Linguistic variation in online communities: A computational perspective

Open Access
Authors
Supervisors
Cosupervisors
Award date 06-11-2020
ISBN
  • 9789464210637
Series ILLC dissertation series, DS-2020-11
Number of pages 166
Publisher Amsterdam: Institute for Logic, Language and Computation
Organisations
  • Interfacultary Research - Institute for Logic, Language and Computation (ILLC)
  • Faculty of Science (FNWI)
Abstract
The same word can be used by different people to mean different things. The observed meaning variation is not random, but determined by the social characteristics of the speakers using it. In particular, a crucial factor in determining the observed variation is the community individuals belong to. This thesis investigates meaning variation in online communities of speakers with a twofold goal: providing an empirical account of the phenomenon in online setups, and leveraging it to improve the performance of NLP models.
I build on theoretical frameworks introduced in Linguistics and Sociolinguistics which describe meaning variation in offline communities. To investigate variation using digital data from online communities, I leverage the tools and methodologies developed in the fields of Natural Language Processing and Computational Linguistics.
The thesis consists of two parts. The first part focuses on the general research question: how to identify and represent meaning variation in online communities of speakers? In the second part, I take a task-oriented approach, as I address the question: how can social information be used to improve the performance of NLP models?

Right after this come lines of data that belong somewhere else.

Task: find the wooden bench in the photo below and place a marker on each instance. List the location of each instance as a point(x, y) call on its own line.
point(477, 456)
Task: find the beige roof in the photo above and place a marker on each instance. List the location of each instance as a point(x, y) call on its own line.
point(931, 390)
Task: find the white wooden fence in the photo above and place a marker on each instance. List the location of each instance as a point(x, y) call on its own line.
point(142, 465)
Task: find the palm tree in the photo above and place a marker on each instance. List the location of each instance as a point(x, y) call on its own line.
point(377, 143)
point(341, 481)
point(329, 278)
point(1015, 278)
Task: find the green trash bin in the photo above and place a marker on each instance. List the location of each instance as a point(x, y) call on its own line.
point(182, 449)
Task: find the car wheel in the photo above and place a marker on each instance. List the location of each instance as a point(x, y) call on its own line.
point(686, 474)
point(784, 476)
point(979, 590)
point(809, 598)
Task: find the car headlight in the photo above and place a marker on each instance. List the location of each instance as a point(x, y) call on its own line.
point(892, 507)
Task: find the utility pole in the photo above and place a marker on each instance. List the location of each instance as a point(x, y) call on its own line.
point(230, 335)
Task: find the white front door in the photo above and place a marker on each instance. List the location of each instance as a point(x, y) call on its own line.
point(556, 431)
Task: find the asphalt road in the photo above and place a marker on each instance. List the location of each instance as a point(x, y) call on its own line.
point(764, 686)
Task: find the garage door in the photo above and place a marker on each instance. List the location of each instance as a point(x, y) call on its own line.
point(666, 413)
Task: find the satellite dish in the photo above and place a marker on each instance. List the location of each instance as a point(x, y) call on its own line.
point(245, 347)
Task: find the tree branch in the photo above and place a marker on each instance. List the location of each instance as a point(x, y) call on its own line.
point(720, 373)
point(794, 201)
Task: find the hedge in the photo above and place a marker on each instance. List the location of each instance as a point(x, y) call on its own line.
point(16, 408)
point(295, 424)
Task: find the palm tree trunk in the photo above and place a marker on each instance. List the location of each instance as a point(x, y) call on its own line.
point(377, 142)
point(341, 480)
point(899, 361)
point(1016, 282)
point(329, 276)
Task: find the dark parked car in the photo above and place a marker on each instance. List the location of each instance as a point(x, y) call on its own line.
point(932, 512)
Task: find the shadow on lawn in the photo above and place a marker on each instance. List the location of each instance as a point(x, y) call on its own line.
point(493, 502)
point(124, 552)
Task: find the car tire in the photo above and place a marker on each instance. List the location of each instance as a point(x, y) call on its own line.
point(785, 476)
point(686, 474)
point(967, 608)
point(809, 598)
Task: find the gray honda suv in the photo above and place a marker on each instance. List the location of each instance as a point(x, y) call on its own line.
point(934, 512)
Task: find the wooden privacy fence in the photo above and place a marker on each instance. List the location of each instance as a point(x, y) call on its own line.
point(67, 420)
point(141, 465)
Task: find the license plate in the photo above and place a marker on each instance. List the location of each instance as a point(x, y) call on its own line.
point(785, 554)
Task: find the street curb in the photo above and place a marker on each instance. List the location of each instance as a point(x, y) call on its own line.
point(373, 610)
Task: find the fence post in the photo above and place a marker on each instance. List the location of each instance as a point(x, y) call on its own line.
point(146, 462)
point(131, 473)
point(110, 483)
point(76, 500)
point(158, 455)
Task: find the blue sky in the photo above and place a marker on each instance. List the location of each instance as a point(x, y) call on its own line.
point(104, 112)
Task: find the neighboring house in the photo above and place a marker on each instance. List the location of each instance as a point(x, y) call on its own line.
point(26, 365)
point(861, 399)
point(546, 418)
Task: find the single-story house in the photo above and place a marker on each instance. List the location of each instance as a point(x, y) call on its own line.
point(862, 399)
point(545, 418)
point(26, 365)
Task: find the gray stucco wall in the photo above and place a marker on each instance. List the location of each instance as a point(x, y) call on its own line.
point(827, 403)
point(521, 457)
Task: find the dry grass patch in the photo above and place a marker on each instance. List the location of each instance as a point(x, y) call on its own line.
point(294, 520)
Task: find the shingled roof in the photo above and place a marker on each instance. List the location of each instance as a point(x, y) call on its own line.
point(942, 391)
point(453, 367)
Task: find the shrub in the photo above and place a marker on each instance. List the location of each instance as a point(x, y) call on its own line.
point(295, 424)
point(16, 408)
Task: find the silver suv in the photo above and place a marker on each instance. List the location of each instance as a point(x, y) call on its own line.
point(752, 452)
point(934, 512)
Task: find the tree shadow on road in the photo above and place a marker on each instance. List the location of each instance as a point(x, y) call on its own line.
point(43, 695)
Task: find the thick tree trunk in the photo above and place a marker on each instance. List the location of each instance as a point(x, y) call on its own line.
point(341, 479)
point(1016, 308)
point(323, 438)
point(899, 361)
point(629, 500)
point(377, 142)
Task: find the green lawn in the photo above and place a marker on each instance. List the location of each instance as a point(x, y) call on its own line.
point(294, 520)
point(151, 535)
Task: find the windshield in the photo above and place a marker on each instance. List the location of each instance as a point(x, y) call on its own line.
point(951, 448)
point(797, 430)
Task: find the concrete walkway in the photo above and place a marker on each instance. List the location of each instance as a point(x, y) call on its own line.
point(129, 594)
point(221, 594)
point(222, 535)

Overall, this dissertation presents an extensive study of meaning variation in online communities of speakers, making two main contributions: First, it contributes empirical confirmation of the findings of traditional sociolinguistic studies and provides new theoretical insights about meaning variation in online communities of speakers. Second, it introduces new methodologies which, by leveraging information about the social context where language is produced, help to improve the performance of NLP systems for text classification.